Oleh: Alif Febriyantoro
Suara rel riuh. Subuh hampir dekat
dengan matahari. Dan kota terbangun, bersama sisa hujan semalam. Seorang wanita
mengenakan kembali pakaiannya yang berserakan, lalu meninggalkan Pasar Kembang
dengan membawa beberapa lembar uang di tangan. Tapi siapa ia kenali? Lampu kota?

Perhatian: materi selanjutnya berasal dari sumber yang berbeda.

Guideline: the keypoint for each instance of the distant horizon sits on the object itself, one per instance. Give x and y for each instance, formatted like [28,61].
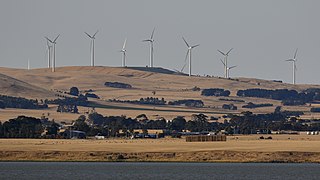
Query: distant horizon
[263,34]
[185,73]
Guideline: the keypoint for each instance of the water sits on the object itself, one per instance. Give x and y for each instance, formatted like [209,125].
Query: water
[101,170]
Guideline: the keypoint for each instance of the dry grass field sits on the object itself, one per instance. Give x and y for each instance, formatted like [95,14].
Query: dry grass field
[43,84]
[281,148]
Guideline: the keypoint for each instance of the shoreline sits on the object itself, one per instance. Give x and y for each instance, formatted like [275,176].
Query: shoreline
[183,157]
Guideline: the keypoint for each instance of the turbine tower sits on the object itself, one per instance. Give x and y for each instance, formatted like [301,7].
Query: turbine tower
[189,53]
[92,46]
[228,68]
[123,50]
[151,40]
[294,67]
[54,42]
[49,53]
[225,61]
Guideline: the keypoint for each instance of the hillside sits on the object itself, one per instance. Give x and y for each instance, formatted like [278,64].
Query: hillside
[167,84]
[15,87]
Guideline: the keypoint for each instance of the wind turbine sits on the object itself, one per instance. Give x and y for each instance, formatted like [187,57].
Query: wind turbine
[228,68]
[225,61]
[123,50]
[151,40]
[294,67]
[92,46]
[189,54]
[54,42]
[49,53]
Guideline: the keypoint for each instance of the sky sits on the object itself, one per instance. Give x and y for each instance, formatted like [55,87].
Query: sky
[263,33]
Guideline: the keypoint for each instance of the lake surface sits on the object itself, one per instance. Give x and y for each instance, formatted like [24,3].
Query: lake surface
[106,170]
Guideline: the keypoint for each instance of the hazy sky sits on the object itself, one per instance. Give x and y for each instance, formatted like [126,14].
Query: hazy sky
[262,33]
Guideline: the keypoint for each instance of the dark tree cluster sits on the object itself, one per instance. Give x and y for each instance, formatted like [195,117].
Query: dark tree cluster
[74,91]
[187,102]
[251,105]
[22,127]
[91,95]
[20,103]
[118,85]
[147,100]
[215,92]
[229,106]
[288,97]
[70,108]
[315,110]
[233,100]
[79,101]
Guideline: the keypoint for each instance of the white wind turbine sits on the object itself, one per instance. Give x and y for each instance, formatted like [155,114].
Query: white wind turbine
[49,53]
[151,40]
[189,54]
[123,50]
[228,68]
[92,46]
[54,42]
[294,67]
[225,61]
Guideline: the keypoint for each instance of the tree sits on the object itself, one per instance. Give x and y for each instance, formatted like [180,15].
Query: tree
[53,128]
[2,105]
[178,123]
[81,125]
[74,91]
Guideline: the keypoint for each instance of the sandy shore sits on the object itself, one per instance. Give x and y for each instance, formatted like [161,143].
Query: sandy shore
[282,148]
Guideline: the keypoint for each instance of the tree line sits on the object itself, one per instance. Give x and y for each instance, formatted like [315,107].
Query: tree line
[288,97]
[117,126]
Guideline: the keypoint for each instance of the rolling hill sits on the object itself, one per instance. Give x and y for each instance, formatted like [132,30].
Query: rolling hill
[167,84]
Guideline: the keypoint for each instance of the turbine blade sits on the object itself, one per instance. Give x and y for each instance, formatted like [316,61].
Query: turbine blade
[88,35]
[56,38]
[222,62]
[229,51]
[195,46]
[48,39]
[185,42]
[95,34]
[185,60]
[221,52]
[295,54]
[124,44]
[183,67]
[290,60]
[152,33]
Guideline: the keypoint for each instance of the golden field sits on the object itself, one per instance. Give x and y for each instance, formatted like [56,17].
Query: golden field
[281,148]
[43,84]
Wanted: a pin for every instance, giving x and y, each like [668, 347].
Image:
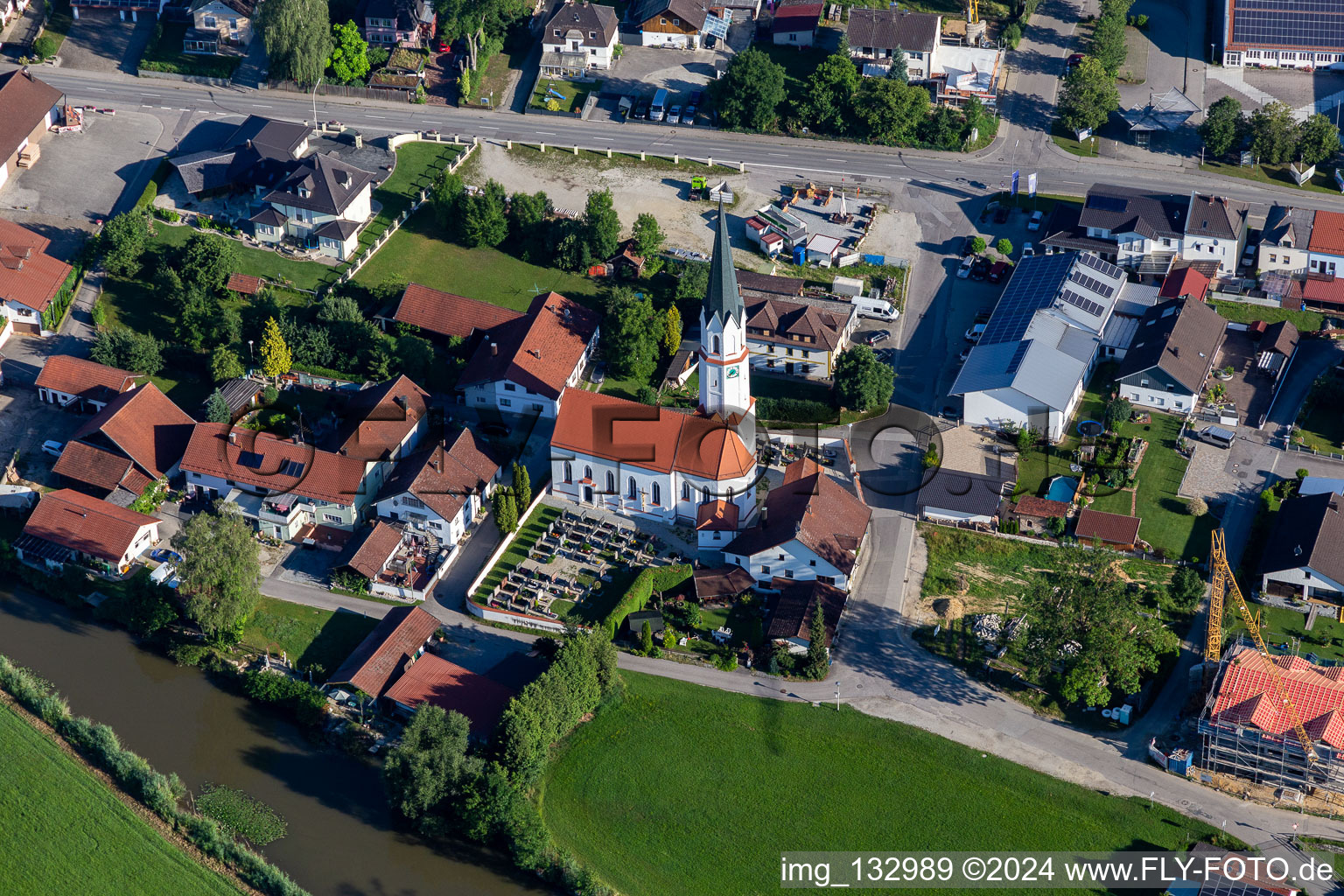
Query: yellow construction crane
[1225, 584]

Harum embun pada peron? Atau sepasang anak yang menanti kepulangannya, di
sebuah desa yang jauh?
***
Kereta berangkat kembali dalam keadaan
senyap, sunyi, dan bersama pagi yang gigil. Segigil perasaan seorang pelacur
yang sedang duduk di bangku penumpang. Ia melihat ke luar jendela. Menikmati pecahan
cahaya matahari yang diam-diam masuk menembus kaca. Cahaya yang tak menyilaukan
mata. Begitu ramah dan lembut.
Wanita itu sedikit memejamkan mata.
Membenarkan cara duduknya. Ia merasa sedikit gelisah ketika menjumpai beberapa
kenangan yang tiba-tiba muncul dari balik pejaman matanya.
“Aku akan menikahimu!” ucap kekasihnya
di masa lalu, di sebuah bangku penumpang kereta, di dekat jendela.
“Benarkah?”
“Ya.”
“Aku senang mendengarnya. Karena
sebentar lagi, anak yang kukandung ini akan menjumpaimu dalam bentuk sempurna seorang
ayah.”
Waktu seakan berhenti beberada detik,
dan keheningan berdiri di celahnya.
“Apa!?”
“Kau hamil?”
Ia segera membuka mata, mengambil napas
sedalam-dalamnya, dan sejenak ia merasa kenangan itu pun hilang, bersama detik-detik
sebelumnya. Tapi percayalah, kenangan tak akan mudah hilang begitu saja dari
kepala manusia. Karena ketika kita berada dalam lingkaran ingatan, kenangan
akan selalu bergerak, membekas, dan abadi.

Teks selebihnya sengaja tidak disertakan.